Scarborough Fair teas, grown in Sri Lanka, are all certified Fairtrade, and the green tea varieties, including a particularly yummy blend with lemon and lime, are also biodynamic and organic certified.
Mighty Leaf’s organic teas come in handcrafted bio-degradable pouches, or loose-leaf, in blends from Breakfast to Mint Melange. The leaves are Swiss Certified Organic and the final products certified organic by the US Department of Agriculture.
Roogenic is a family-owned all-natural health food company specializing in Australian Native Plants. They are a premium supplier and market leader of Australian bush teas, spices, infused honey and other products that are individually made with care in Australia.
The range of Australian products are packed full of organically grown and wildly harvested ingredients and are carefully selected for their natural properties.
Pu-erh Tea
Pu’Er (Pu-erh) Tea has long been identified in Chinese medicine as a daily medicinal essential as well as assisting in weight loss and digestion. Having pu–erh tea on a regular basis may help relieve symptoms of metabolic syndrome. It’s been shown to lower blood sugar, reduce obesity, and boost immunity. Plus, it lowers cholesterol and prevents free radical damage. In other words, it helps tackle all five of the syndrome’s factors.

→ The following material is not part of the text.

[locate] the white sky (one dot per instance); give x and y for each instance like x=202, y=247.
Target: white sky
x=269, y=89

The origins date back 1700 years and by the Tang Dynasty this tea was traded with more populated areas like Beijing, Tibet and Burma. Due to the remote high altitude the tea was compressed, aged and transported along a vast network of trails known as the Tea Horse Road.
Pu-erh is an aged, fermented tea. Pu-erh tea is unique because it’s made from a natural fermentation process. This process oxidizes the plant’s leaves, amplifying its antioxidant benefits.
Matcha Green Tea
Providing small amounts of vitamins and minerals, matcha is also rich in antioxidants called polyphenols, which have been tied to protection against heart disease and cancer, as well as better blood sugar regulation, blood pressure reduction, and anti-aging.
One of my favorite Organic Green teas is Kukicha, sometimes known as Bancha, is a Japanese Organic green tea made from the twigs and stems of the tea plant. Kukicha is made from stems and branches that are separated in the refining process of Sencha (Green Tea).
They are then roasted in cast iron cauldrons to reduce the bitterness and decrease tannin and the roasting aroma and mild flavour are its main characteristics. Japanese folklore says it aids digestion and helps neutralize an acidic digestive system. Kukicha has been the most popular kind of tea because it has less caffeine and can be enjoyed by all tea drinkers, including children.